Electro‐Optic Modulation in Hybrid Metal Halide Perovskites

Rapid and efficient conversion of electrical signals to optical signals is needed in telecommunications and data network interconnection. The linear electro‐optic (EO) effect in noncentrosymmetric materials offers a pathway to such conversion. Conventional inorganic EO materials make on‐chip integration challenging, while organic nonlinear molecules suffer from thermodynamic molecular disordering that decreases the EO coefficient of the material. It has been posited that hybrid metal halide perovskites could potentially combine the advantages of inorganic materials (stable crystal orientation) with those of organic materials (solution processing). Here, layered metal halide perovskites are reported and investigated for in‐plane birefringence and linear electro‐optic response. Phenylmethylammonium lead chloride (PMA₂PbCl₄) crystals are grown that exhibit a noncentrosymmetric space group.

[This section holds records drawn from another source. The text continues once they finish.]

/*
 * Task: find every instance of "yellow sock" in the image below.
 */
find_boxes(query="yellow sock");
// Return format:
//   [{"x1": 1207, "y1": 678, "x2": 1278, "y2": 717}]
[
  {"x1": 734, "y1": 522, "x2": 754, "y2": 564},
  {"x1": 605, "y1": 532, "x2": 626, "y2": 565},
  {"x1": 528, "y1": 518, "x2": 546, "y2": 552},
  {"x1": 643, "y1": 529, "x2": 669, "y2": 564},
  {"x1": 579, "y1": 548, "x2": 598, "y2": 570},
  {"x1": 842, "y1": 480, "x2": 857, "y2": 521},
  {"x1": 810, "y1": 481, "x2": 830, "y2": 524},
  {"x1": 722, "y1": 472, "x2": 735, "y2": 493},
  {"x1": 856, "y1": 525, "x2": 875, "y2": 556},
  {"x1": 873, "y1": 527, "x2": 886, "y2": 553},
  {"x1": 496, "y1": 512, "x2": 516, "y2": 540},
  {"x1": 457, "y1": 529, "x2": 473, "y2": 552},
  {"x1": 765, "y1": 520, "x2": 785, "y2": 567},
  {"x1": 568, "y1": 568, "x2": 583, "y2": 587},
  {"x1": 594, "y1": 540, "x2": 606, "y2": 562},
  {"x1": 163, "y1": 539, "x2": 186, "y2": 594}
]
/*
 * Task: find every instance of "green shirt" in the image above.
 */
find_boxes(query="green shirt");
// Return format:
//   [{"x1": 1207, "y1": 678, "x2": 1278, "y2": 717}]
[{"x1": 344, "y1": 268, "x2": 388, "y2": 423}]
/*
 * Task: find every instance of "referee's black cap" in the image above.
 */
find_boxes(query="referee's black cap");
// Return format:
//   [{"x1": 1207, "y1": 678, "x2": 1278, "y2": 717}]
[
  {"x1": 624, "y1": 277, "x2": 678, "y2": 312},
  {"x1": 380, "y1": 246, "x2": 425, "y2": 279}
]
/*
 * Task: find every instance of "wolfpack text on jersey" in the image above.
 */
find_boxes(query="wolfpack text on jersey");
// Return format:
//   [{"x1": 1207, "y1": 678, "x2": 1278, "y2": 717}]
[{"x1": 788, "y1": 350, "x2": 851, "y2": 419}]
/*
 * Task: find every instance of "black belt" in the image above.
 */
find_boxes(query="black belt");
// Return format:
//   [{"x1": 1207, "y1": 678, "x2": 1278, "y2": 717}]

Birefringence measurements and Raman spectroscopy confirm optical and structural anisotropy in the material. By applying an electric field on the crystal surface, the linear EO effect in PMA₂PbCl₄ is reported and its EO coefficient is determined to be 1.40 pm V^?1. This is the first demonstration of this effect in hybrid metal halide perovskites, materials that feature both highly ordered crystalline structures and solution processability. The in‐plane birefringence and electro‐optic response reveal that layered perovskite crystals could be further explored for potential applications in polarizing optics and EO modulation.